Forgot to mention Custom 69s, which are great but definitely on the low output side of things, you might find the bridge to weak/bright/thin, esp. w/ a maple board.

Fat 50s are usually fairly cheap on the used market & if you're really on a tight budget you may want to consider the Tex-Mex pups that come stock in a Jimmie Vaughn sig model.

But if you have the coin in your gear fund, give Jon a call. You won't be disappointed.


----------



## TA462 (Oct 30, 2012)

The Fat 50's come in the American Standard so you can try them out when you try out the Texas Specials. I have both a American Standard and a American Special and honestly I like them both.


----------



## Roryfan (Apr 19, 2010)

TA462 said:


> The Fat 50's come in the American Standard so you can try them out when you try out the Texas Specials. I have both a American Standard and a American Special and honestly I like them both.

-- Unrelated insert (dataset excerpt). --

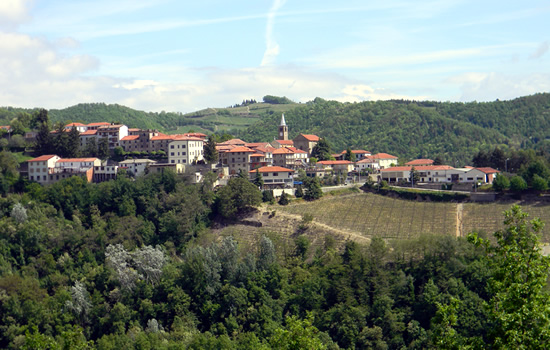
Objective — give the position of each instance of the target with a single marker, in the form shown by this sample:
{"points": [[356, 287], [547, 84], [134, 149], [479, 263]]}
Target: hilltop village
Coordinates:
{"points": [[277, 161]]}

Good point, I forgot about Fender upgrading the pups in the U.S. models. If you want to try more of their offerings, the previous generation of American Vintage series guitars & current MIM Classic Player 50s have 57/62s. The MIM Classic Player 60s model has 69s. Should give you a pretty good baseline.


----------



## greco (Jul 15, 2007)

Scotty said:


> ....S. Ont by chance? I couldn't find location details on his site


J. S. Moore was in Hamilton as of a couple of years ago.

Cheers

Dave


----------



## noman (Jul 24, 2006)

If you want noiseless, none of those mentioned will get you there. I have all the pups you mentioned. Lollars would be my first choice but they are not noise-free! I have an American strat with Seymour Duncan's installed and this is truly a silent strat.........JBjr in the bridge and Duckbuckers in the other slots. Still get the strat tones but no noise. Not as much 'quack' as the Lollars but it's still there........I hate Texas Specials!


----------



## b-nads (Apr 9, 2010)

Jon's pickups are awesome and I highly recommend them as well.

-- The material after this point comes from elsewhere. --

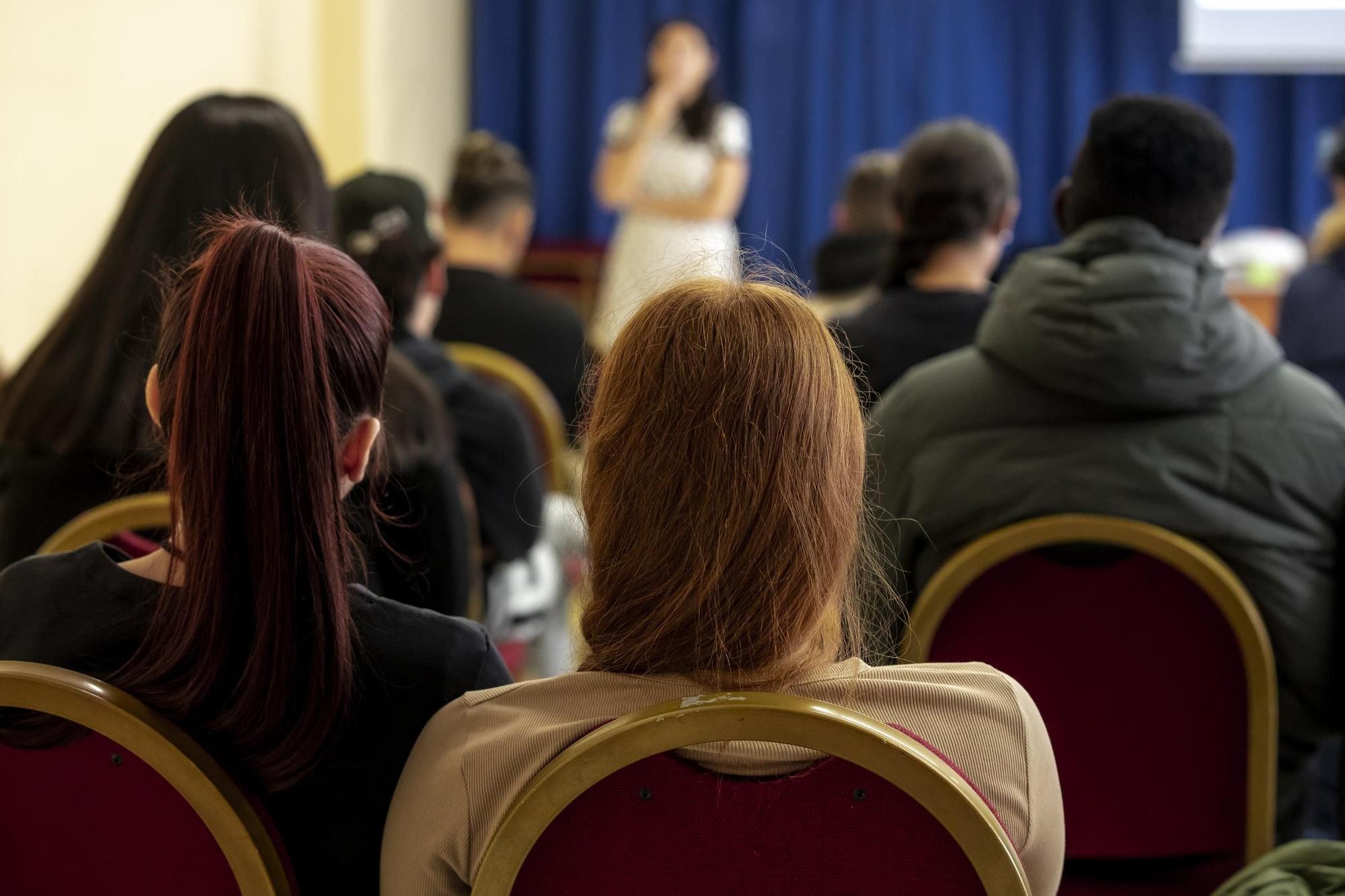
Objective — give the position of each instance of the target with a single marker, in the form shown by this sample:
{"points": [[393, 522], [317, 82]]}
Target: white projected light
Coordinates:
{"points": [[1272, 36]]}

I also have no great love for TexSpecs - harsh and can lack definition. The 54's are my favorite of Fender's line-up.

I have Budz pickups in all of my single coils guitars...David does amazing Tele and Strat pickups. I also enjoy D Allen offerings. JS Moores are great, reasonably priced, and will cost you nothing to get across the border, although I've never paid duties on anything I've gotten from Budz.


----------



## Rski (Dec 28, 2013)

The amount of Strat pickups is mind boggling. I attempted to order Duncan noiseless pups last fall, but the ones I've chossen never materialized, due to the Canadian distributer of Duncans, Can West I remember. As I waited, I read simular delays on other forum sites, same issue.

I bought a strat set made by bare knuckles, a botique UK pickup manufacturer. Although they are not noiseless, they work well with a tad more ump and really work well when positions are selected that combine a pair...


----------



## Scotty (Jan 30, 2013)

thanks again guys.


----------



## PaulS (Feb 27, 2006)

had the texas specials in my strat but I replaced them with Lollars and I am not going back...


----------



## itf? (May 27, 2009)

The lollars are great pickups and would be my vote of the ones listed. I would highly recommend, in the noiseless category, that you take a look at Bill Lawrence's Wilde Pickups (NOT Bill Lawrence USA) or Lace Holy Grails.

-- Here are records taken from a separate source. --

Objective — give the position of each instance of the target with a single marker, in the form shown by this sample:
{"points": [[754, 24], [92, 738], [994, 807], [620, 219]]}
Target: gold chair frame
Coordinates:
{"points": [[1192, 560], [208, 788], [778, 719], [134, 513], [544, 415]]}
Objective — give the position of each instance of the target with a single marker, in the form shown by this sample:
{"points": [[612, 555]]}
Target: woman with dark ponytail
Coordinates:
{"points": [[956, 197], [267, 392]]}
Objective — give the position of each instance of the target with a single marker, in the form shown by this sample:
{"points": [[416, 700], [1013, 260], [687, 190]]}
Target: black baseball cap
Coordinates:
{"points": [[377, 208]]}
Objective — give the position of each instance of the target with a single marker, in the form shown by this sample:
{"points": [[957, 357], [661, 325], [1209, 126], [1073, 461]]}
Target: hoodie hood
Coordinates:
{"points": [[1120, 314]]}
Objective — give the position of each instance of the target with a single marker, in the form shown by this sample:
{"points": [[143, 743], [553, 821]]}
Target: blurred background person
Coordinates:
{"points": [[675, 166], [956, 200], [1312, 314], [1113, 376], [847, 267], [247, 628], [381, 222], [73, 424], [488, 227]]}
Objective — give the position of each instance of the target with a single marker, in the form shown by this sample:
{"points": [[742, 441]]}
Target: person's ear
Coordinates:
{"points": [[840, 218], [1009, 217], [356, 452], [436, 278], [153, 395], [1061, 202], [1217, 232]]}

The Wilde pickups are really nice, especially his L200, very vintage sounding and his wife Becky, who is now running the company since Bill's passing is very knowledgeable and helpful. The only place I could fault them was the "quack" positions. They can quack but you have to get the height set just right and that can take some fiddling around. At around $50 each for hand wound to order, you just can't beat them.

The Lace HG's are very nice as well. They quack like real single coils and have a nice airy tone to them. The bridge pickup is a little on the weak side compared to the middle and neck IMO but still very nice tone. 

In both instances be sure to either increase pot values to 500k OR use 250k's with a 0.022uf cap.


Sent from my iPad using Tapatalk


----------